Knowledge of hydrological pathways is essential for an understanding of ability of riparian buffers to mitigate the impact of diffuse pollutants on freshwater ecosystems. We examined flow paths and source areas of contaminants in an agricultural catchment in NE Poland during snowmelts in 2009 and 2010. End-member mixing analysis showed that stream chemistry was controlled by the shallow runoff components. Their contribution to stream runoff varied significantly depending on soil frost, catchment wetness and the water input from snowmelt. In 2009 overland/rill flow was the main mechanism of runoff generation because of the low permeability of the frozen ground. Overland flow had the pronounced impact on stream chemistry during peak discharges, when it amounted up to 70% of discharge (Q).

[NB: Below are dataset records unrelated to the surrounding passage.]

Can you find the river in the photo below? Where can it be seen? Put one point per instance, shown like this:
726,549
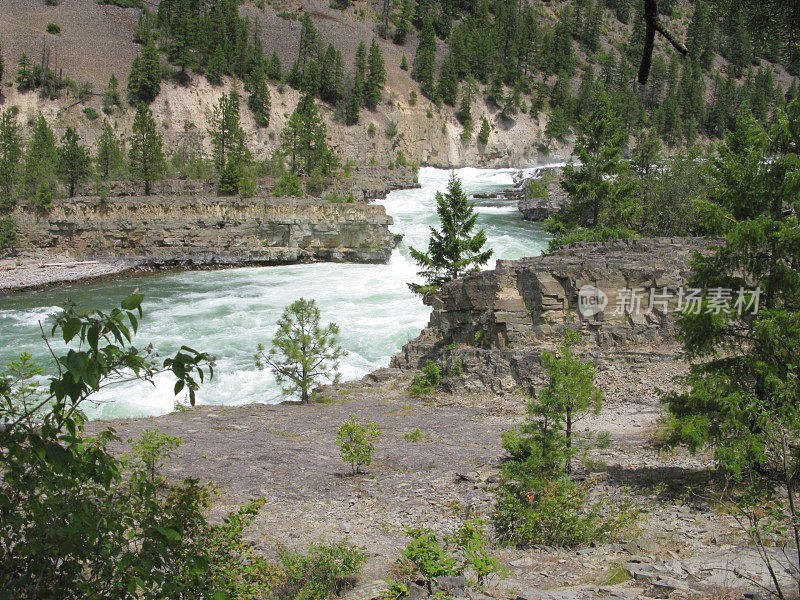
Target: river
228,312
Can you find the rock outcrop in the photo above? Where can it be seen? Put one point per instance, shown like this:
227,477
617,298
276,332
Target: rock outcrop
494,325
365,182
201,230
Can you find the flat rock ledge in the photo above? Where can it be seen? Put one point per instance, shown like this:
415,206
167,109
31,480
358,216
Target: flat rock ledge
84,238
494,325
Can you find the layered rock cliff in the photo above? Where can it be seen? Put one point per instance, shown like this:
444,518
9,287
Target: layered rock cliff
202,230
494,325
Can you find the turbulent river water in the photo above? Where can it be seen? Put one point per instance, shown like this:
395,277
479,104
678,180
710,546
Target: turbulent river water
228,312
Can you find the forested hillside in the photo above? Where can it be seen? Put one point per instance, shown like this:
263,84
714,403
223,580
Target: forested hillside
442,81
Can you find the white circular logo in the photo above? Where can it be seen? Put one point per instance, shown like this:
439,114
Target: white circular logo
591,300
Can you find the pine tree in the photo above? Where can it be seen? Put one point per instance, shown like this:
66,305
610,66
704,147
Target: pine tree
425,57
40,159
331,75
483,134
601,193
24,78
74,163
309,45
455,250
146,154
403,23
586,92
111,97
274,67
109,152
182,33
228,141
700,36
144,80
742,383
464,114
259,100
376,77
10,154
304,140
353,108
216,66
447,88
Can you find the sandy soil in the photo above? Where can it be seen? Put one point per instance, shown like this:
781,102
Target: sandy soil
288,455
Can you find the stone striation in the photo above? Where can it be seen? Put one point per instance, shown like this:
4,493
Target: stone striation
197,231
495,324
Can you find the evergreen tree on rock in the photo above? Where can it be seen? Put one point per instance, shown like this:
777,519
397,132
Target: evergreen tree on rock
74,163
146,154
455,250
10,154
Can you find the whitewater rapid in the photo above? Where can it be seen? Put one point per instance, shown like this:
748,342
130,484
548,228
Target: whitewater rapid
228,312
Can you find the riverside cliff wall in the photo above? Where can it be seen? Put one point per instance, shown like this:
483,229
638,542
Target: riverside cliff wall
201,230
495,325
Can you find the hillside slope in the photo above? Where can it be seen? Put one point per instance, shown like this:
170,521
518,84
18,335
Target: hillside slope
96,41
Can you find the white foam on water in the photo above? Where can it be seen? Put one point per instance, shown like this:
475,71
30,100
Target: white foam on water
228,312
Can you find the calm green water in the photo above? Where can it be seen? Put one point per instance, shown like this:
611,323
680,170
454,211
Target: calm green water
228,312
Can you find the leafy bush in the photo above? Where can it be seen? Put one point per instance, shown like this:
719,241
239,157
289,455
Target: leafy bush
428,556
555,513
426,382
150,451
323,572
8,234
355,443
463,552
73,524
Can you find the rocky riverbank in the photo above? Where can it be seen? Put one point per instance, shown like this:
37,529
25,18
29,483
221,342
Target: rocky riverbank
495,324
680,545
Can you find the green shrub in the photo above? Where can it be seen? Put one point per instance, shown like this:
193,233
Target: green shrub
555,512
323,572
355,442
461,552
457,368
415,435
426,382
428,555
288,185
8,234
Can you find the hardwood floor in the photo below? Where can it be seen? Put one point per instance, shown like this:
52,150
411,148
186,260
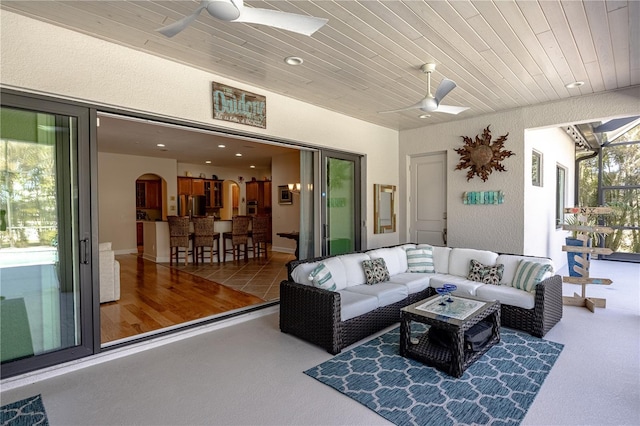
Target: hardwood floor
155,296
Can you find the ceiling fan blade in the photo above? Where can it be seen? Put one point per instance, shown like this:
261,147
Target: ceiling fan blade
414,106
444,88
173,29
301,24
450,109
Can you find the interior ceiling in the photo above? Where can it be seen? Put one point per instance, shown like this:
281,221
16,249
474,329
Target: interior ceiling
501,54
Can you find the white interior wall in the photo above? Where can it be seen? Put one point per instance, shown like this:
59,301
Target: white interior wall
541,236
501,228
285,217
88,69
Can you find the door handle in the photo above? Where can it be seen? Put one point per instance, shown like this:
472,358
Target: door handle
84,250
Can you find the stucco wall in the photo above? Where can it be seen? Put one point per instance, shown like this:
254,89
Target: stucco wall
541,236
89,69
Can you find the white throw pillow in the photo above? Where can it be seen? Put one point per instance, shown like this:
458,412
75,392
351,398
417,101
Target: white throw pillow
321,277
528,275
420,260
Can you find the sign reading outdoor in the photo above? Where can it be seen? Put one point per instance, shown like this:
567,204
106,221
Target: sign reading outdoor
239,106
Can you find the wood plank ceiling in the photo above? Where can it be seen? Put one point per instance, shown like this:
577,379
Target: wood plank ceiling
501,54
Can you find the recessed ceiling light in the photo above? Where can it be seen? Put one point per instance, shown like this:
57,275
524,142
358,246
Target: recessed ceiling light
574,84
293,60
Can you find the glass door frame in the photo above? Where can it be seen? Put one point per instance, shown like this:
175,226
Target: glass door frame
359,202
88,301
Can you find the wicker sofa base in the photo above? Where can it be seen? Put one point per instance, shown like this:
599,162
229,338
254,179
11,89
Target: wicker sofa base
317,320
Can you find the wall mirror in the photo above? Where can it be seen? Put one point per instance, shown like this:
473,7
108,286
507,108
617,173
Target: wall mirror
384,214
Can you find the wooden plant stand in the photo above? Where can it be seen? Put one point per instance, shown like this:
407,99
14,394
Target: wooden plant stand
584,232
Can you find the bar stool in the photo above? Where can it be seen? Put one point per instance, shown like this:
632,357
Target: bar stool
238,236
178,238
260,235
205,237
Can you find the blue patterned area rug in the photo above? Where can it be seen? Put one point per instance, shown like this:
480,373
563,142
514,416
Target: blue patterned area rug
497,389
26,412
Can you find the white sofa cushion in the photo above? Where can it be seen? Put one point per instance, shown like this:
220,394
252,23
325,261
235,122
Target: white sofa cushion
394,257
441,259
465,286
420,259
510,262
300,273
415,282
355,304
460,258
507,295
387,293
353,268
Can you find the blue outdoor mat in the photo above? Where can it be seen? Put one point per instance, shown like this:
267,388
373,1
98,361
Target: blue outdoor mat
497,389
26,412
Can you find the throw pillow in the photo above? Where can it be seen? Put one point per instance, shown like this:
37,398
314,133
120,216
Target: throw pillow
485,274
375,271
529,274
321,277
420,260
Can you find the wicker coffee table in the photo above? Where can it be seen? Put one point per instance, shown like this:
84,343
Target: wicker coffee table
454,318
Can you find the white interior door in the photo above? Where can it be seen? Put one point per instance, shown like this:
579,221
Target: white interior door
428,204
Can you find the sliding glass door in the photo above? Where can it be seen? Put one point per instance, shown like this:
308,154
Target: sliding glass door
341,203
45,239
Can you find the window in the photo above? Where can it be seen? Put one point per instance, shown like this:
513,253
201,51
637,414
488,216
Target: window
561,192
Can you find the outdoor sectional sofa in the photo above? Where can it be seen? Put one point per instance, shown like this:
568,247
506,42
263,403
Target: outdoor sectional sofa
352,309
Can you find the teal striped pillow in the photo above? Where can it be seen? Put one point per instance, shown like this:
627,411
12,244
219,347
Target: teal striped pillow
420,260
529,274
321,277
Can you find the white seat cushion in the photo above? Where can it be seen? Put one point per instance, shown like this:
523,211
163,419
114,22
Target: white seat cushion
441,259
354,272
459,260
415,282
465,287
387,293
395,258
355,304
507,295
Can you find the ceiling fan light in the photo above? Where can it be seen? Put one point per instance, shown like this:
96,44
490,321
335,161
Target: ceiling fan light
293,60
223,10
574,84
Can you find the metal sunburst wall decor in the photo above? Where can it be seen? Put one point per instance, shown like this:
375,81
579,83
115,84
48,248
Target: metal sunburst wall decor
481,156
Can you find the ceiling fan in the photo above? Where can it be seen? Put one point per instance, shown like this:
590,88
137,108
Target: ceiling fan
432,103
234,11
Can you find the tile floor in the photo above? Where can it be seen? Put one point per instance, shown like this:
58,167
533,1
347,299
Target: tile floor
260,277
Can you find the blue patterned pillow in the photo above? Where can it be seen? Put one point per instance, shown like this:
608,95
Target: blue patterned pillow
321,277
375,271
529,274
420,260
485,274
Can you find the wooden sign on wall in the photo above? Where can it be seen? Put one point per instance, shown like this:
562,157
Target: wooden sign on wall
239,106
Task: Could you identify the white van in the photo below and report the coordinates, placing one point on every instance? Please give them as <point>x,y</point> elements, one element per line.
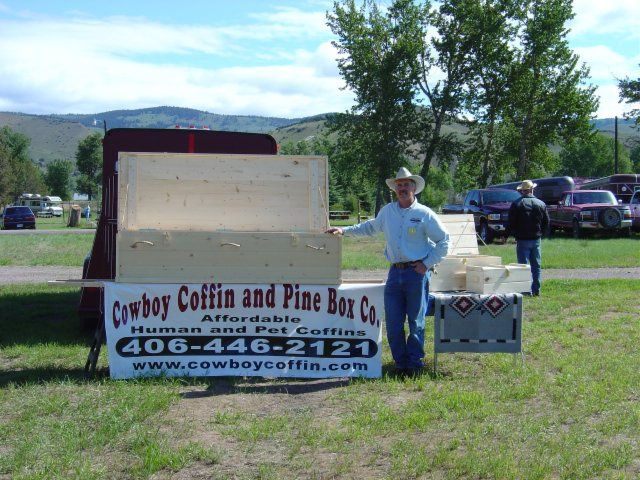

Riparian ground/soilwater runoff was important component of runoff throughout stream recession, when it contributed up to 50% of Q. High catchment wetness, lack of soil frost and large snowmelt input in 2010 resulted in enhanced infiltration and rapid and large groundwater response. Melt water and tile drain outflow were found to be the major peak runoff components. In 2009 overland flow together with discharge of shallow groundwater were responsible for the export of 88% of nitrate and 98% of orthophosphate. During snowmelt of 2010 70% of NO3− and 80% of PO43− moved via tile drain network. As migration of chemicals was controlled by preferential flow structures, it is very likely that vast majority of contaminants fluxes bypassed buffers and structures, which could constrain their impact on stream quality.